Рецепт Grilled Shrimp And Andouille Brochettes
Порций: 1
Ингредиенты
- 24 x Jumbo shrimp, peeled and deveined
- 1 lb Andouille sausage, cut into 1/2-inch rounds
- 1/2 c. Extra virgin olive oil
- 2 Tbsp. Paul Prudhomme's Seafood Magic
- 2 c. Heavy cream
- 2 Tbsp. Creole mustard, (horseradish mustard)
- 1 pch salt One turn of grnd white pepper
- 1 tsp Creole seasoning
- 1 tsp Fresh garlic, minced
- 2 Tbsp. Unsalted butter
Инструкции
- If using wooden skewers, soak them in water for at least 1/2 hour before using.

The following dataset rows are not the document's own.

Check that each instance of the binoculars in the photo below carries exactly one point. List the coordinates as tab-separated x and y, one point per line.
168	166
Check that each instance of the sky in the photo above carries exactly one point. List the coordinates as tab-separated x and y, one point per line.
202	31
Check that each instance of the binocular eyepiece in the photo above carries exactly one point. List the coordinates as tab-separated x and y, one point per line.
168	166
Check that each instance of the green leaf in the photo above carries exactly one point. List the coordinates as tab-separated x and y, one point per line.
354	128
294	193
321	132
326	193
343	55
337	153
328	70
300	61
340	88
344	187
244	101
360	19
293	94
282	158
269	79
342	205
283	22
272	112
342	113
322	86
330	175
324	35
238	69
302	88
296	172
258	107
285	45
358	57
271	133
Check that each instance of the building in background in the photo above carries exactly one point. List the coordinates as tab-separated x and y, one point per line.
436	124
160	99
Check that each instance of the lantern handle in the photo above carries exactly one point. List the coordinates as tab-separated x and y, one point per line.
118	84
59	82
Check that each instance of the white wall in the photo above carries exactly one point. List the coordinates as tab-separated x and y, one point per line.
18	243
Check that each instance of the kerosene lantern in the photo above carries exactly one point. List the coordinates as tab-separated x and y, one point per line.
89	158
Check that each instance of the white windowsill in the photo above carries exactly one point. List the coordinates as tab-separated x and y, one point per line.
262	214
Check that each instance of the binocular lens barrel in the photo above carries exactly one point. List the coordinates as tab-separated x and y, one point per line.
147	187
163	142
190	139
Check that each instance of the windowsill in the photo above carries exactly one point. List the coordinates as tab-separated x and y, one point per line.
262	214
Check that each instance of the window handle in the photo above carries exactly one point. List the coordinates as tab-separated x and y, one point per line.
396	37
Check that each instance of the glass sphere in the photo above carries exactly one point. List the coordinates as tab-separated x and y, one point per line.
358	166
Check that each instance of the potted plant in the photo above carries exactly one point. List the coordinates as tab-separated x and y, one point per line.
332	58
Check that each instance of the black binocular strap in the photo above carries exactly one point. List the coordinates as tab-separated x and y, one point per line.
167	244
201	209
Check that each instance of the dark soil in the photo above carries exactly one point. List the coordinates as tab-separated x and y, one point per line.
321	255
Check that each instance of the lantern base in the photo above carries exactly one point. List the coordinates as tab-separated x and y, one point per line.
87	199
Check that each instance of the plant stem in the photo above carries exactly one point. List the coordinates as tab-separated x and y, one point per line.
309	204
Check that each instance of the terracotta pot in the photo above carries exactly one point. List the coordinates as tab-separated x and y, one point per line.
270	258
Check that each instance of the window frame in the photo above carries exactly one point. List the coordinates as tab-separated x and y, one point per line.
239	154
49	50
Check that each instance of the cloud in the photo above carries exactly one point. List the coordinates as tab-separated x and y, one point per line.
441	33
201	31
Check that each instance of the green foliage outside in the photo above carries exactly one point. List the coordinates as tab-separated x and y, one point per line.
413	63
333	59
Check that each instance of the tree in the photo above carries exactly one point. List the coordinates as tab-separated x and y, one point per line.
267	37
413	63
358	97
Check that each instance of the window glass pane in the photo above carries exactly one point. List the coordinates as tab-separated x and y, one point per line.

- Assemble brochette by putting a skewer through the tail end of a shrimp, then through a sausage round and then through the head-end of the shrimp.
- Repeat with remaining shrimp. Brush the brochettes with extra virgin olive oil and sprinkle with Seafood Magic. Grill or possibly pan sear the brochettes till the shrimp is opaque, about 3 min per side.
- To make the sauce, combine in a small, heavy saucepan all the ingredients except the butter and cook over medium heat till thickened. Then whisk in the butter and spoon the sauce over the shrimp brochettes.